There’s definitely a smoothness to the process if the director knows how VFX works and it’s also more cost effective. I think Elysium should have cost probably $150 million. And could have used the extra fifty million on the film, but what I see happen a lot with other directors that don’t know VFX is that they make notes in visual effects meetings like they would make notes at a costume or wardrobe design meeting where what they don’t know the ramifications of what they’re saying. What they’re saying to visual effects ears, they’re burning down the house. They’re basically saying the worst shit that you could possibly hear as a visual effects team, but to the director who doesn’t know how the process works, I totally see how you could come to that conclusion.
It’s like, ‘Well we just need to change his jacket, why can’t we change his jacket?’ Because when it’s on set, you can tell if someone switched that out and to the director that kind of thing makes sense, but in VFX the remodeling of that, the re-rigging of that, the putting it back on the character, the re-simulation of the dynamics of it and then the rendering of it, they don’t know what that actually means and that’s why you can smash the morale of the team if you pound it to the ground. You know you’ve just got a bunch of dead animators by the end of the project, which Elysium was actually close to doing just because the Torus was difficult to get to at photo realistic stage.
You mentioned in an Entertainment Weekly article that you could see pockets of poverty appearing in the United States in 50 or 60 years. What do you think is going to lead to that or why you think that?

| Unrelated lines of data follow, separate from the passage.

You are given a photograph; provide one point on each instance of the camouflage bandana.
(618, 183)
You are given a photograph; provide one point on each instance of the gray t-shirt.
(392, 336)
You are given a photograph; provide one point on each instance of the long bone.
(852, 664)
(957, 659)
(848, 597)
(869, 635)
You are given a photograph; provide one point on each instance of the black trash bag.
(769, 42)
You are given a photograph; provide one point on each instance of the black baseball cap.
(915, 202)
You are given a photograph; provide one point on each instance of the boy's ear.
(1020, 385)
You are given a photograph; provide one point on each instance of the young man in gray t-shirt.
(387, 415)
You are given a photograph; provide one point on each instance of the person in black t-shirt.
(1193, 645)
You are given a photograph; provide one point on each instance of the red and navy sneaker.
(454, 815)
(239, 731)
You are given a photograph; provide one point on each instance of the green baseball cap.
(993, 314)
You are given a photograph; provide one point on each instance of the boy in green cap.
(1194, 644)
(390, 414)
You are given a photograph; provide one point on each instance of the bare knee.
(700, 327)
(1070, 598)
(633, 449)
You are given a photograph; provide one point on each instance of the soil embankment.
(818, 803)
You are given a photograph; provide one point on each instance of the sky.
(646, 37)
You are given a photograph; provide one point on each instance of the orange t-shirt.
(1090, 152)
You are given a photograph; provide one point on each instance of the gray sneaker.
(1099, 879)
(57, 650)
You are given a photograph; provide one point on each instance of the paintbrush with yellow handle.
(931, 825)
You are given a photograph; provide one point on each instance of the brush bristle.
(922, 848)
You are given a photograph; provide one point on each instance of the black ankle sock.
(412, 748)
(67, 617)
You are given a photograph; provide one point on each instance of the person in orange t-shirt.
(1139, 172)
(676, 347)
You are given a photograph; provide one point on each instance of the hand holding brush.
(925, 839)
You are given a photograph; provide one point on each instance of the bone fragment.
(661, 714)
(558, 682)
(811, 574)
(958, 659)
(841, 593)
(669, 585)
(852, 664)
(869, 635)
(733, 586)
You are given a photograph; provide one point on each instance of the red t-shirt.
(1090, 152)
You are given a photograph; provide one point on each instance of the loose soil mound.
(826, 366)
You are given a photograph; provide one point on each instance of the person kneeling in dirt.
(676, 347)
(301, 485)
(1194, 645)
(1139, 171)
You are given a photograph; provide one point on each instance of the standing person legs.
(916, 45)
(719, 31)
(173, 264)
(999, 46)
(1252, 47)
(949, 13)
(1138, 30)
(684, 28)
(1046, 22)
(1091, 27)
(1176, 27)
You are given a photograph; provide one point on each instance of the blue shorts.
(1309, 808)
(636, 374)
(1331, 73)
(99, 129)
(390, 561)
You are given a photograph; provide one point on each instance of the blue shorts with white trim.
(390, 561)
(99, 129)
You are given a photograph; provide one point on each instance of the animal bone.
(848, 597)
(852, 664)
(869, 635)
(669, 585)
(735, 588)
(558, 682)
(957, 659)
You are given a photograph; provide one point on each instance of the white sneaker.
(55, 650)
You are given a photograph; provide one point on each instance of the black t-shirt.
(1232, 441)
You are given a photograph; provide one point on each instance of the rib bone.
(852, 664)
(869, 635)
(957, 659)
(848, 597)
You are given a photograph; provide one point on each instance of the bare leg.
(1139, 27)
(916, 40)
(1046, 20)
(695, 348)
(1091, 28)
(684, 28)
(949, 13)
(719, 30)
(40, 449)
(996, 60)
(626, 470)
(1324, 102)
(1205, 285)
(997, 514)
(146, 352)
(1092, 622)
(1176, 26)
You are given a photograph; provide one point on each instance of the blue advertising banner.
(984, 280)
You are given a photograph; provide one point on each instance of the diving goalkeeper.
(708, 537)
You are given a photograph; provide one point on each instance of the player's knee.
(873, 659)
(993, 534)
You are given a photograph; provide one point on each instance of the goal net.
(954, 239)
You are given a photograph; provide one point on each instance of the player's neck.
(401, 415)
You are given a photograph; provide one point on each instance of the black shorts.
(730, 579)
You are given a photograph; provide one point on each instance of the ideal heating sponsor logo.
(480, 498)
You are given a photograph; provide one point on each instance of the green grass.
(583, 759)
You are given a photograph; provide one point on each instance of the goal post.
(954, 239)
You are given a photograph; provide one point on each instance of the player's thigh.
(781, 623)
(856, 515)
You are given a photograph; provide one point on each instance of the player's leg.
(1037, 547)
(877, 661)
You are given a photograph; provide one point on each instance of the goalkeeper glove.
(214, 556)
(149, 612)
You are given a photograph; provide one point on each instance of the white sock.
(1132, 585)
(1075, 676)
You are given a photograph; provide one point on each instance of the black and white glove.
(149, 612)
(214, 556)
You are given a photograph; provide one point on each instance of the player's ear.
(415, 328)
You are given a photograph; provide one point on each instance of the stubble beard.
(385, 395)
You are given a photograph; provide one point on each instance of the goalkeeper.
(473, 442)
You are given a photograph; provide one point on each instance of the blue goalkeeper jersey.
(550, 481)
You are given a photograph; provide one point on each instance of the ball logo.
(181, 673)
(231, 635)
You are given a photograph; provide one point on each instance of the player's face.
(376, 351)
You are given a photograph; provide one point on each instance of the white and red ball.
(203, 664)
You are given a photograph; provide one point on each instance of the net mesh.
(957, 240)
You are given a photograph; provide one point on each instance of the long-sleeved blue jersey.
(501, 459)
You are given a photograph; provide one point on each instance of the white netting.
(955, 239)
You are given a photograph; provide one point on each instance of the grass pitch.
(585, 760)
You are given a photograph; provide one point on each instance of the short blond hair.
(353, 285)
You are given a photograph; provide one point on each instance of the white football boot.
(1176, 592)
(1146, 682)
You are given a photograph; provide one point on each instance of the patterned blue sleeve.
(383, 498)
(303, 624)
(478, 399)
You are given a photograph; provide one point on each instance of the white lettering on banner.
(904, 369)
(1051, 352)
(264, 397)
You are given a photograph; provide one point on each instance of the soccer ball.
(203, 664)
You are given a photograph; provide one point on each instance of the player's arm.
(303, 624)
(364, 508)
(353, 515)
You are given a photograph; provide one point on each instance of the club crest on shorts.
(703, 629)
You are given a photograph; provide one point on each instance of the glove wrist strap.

Well, I think it’s a global thing. The U.S is forced to become more and more of the global community and we’re just reaching a place in the world we’ve never reached before where we have so many people, and we have less and less ability to feed and give them water and do everything else we need to. To the point where it’s like the movie, the only way they can raise their standard of living is to move to the areas that have high standards of living and the altruistic people want to see that happen and it’s morally the right thing to do, but the bucket gets emptied out, you know? And I think you see all of that relative wealth begin to decline. Like in South Africa, their economy is a perfect example, like the Russias, the Chinese, the Brazils, and South Africas where the realistic version in my opinion 50 or 60 years from now is the Elysium in Los Angeles that is the gated, much more militarized areas of superwealth, where on the outskirts lie the eroded, disappeared middle class and absolute poverty. I think a lot of Americans will definitely disagree with me about that.